We noted a high percentage of unsuccessful measurements resulting from the lack of cooperation with the subjects and the presence of motor artifacts. In researching the pediatric population, it is necessary to consider this critical factor. Nevertheless, it seems that the method of assessing photoplethysmographic curves is relatively simple, helpful in examining the microcirculation in diabetic patients, and allows for distinguishing the risk group of patients at risk of developing diabetic neuropathy. Further studies on the more extensive group of patients are needed.

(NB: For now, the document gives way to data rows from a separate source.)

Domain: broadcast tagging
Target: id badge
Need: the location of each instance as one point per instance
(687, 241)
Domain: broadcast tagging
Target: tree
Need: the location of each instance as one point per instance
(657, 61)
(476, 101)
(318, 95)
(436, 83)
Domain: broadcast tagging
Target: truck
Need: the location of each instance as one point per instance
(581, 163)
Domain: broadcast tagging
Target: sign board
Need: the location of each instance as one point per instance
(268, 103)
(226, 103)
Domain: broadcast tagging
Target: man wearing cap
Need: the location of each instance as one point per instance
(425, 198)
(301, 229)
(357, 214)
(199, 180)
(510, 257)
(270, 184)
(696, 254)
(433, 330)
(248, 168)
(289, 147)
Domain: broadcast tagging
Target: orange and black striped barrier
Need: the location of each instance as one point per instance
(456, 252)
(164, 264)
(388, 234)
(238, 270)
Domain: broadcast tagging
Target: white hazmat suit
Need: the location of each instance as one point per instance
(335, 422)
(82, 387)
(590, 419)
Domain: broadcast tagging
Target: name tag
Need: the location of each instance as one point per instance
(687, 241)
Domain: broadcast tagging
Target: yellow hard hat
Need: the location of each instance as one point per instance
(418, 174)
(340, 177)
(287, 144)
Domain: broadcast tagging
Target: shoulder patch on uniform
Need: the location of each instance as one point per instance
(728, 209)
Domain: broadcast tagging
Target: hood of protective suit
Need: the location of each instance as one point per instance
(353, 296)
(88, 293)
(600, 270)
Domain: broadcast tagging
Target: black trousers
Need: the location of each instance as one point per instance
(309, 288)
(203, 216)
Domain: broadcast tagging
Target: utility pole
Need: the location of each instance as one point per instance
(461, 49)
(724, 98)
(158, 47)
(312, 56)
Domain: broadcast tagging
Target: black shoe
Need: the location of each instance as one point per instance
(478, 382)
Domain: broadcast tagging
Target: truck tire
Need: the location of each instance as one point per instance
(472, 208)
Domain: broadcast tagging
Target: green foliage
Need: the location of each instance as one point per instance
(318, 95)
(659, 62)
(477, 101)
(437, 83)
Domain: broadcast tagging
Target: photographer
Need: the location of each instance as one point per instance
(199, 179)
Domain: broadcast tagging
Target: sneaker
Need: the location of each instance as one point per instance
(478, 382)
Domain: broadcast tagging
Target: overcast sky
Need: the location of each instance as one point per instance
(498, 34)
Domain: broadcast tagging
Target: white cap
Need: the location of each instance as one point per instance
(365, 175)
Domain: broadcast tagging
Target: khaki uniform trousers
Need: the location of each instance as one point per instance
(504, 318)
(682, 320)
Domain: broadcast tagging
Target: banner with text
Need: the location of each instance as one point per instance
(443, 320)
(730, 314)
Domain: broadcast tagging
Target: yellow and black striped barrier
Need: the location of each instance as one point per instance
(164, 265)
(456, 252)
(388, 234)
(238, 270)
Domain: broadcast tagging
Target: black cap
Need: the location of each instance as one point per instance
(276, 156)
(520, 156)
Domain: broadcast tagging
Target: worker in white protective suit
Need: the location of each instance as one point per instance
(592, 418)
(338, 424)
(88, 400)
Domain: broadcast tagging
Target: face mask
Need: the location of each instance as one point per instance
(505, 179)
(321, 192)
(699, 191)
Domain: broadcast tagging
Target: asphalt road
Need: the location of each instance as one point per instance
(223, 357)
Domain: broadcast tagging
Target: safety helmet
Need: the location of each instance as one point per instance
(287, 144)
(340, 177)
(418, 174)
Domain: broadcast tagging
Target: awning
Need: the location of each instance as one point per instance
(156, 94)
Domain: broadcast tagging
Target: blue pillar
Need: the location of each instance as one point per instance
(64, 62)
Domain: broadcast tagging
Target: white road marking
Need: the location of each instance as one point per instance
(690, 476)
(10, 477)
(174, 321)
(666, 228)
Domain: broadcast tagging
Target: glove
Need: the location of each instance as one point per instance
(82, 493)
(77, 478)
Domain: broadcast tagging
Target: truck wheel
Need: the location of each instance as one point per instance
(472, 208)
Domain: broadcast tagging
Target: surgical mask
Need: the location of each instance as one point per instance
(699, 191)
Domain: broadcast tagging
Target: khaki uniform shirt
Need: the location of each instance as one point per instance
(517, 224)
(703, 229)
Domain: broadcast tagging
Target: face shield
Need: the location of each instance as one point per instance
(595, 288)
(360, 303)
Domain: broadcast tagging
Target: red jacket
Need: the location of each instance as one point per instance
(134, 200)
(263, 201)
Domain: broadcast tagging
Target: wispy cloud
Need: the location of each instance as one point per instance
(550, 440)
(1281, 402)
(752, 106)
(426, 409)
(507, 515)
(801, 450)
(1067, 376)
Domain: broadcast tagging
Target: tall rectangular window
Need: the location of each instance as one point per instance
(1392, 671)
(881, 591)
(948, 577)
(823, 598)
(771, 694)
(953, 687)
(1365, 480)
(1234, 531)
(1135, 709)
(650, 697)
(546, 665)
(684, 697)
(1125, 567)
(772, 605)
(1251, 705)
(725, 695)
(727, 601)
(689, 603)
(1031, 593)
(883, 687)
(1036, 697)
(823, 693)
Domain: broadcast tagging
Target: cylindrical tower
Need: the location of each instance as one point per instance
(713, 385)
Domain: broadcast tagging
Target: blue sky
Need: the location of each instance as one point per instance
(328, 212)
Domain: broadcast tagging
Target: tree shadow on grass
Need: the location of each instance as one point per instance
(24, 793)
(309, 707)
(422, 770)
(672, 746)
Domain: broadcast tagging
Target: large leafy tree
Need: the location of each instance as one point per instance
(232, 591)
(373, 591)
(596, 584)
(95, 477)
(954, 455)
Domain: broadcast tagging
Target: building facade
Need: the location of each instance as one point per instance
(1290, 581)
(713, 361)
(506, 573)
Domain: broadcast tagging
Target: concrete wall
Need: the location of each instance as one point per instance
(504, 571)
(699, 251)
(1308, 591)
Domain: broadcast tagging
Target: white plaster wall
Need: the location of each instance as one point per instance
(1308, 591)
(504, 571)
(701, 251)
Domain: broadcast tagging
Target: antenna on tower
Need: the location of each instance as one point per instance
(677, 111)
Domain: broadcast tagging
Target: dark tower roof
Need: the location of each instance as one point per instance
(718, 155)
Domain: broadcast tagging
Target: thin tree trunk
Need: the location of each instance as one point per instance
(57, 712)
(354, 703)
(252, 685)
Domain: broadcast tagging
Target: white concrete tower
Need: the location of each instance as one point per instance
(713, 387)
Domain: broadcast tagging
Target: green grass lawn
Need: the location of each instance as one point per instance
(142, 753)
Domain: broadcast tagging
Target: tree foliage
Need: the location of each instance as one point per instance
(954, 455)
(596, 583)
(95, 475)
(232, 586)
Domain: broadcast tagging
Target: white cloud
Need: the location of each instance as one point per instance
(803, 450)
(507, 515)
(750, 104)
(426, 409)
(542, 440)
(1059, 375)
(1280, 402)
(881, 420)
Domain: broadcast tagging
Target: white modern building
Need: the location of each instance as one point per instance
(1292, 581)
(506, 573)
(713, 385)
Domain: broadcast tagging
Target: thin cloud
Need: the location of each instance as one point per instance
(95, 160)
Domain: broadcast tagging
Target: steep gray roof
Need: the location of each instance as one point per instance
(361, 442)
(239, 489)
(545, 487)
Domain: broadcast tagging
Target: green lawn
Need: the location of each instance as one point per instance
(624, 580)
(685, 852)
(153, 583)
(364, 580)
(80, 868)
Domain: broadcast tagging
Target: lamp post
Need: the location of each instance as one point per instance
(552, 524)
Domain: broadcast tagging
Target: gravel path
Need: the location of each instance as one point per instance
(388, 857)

The research protocol’s advantage is including healthy siblings of diabetic children due to the similar environmental and genetic factors in both groups, potentially affecting the presented research results. Unfortunately, the small size of the control group is a consequence. A significant limitation of the project was obtaining data on the metabolic control of patients, such as HbA1c values, comorbidities, microvascular complications, and risk factors for complications based on medical history and available medical documentation. It would be beneficial to conduct up-to-date laboratory analyses and additional tests on the population of the studied children. This project does not consider an extension of diagnostics due to the respondents’ reluctance to increase the number of medical interventions in children with diabetes and their healthy siblings. During the qualification for the study, the author repeatedly met with patients’ objections to any additional medical intervention, including blood withdrawn for laboratory analyses. The respondents and their parents made participation in the project dependent on the non-invasive nature of the procedures undertaken and the lowest possible burden on patients and their siblings. Undoubtedly, several parameters, such as current glycemia level during the examination in both groups or cholesterol levels in the control group, would be beneficial and increase the study’s quality. Unfortunately, we had no possibility to perform those. Nevertheless, the obtained data on clinical parameters are exceptionally complete due to the comprehensive care of patients and regular evaluation and screening as part of standard diabetes care. Moreover, the use of data from medical records and medical history made it possible to obtain information on not only the current HbA1c value but also data on the measurements of glycosylated hemoglobin obtained over the last year, which, due to the influence of chronic metabolic control on the presence of complications, is of particular importance [47,48,49]. On the other hand, a control group formed from siblings of patients might be considered a limitation of the study. Perhaps abnormalities found in capillaroscopy are a result of genetic factors. All individuals with found anomalies remain under our care and are closely monitored.

We believe our study highlights an important topic and could be considered a pilot study, with the need for more extensive research in the area. Our findings may help design large studies, which might bring the answers we seek. The results we provide may indicate the high sensitivity of capillaroscopy, which enables the detection of microvascular abnormalities before revealing microvascular complications such as albuminuria or retinopathy. The presence of meandering and enlarged capillaries in the nailbed in the retina as well as sublingual vessels [5, 6] indicates a correlation between systemic microcirculation and the condition of the proximal nail fold capillaries. Still, unlike rheumatoid diseases, capillaroscopic patterns typical for diabetic microvascular abnormalities have not been found. However, further research in this area is necessary due to the heterogeneity of the study groups, different research protocols, and possible variability of capillaroscopic images over time in patients with diabetes.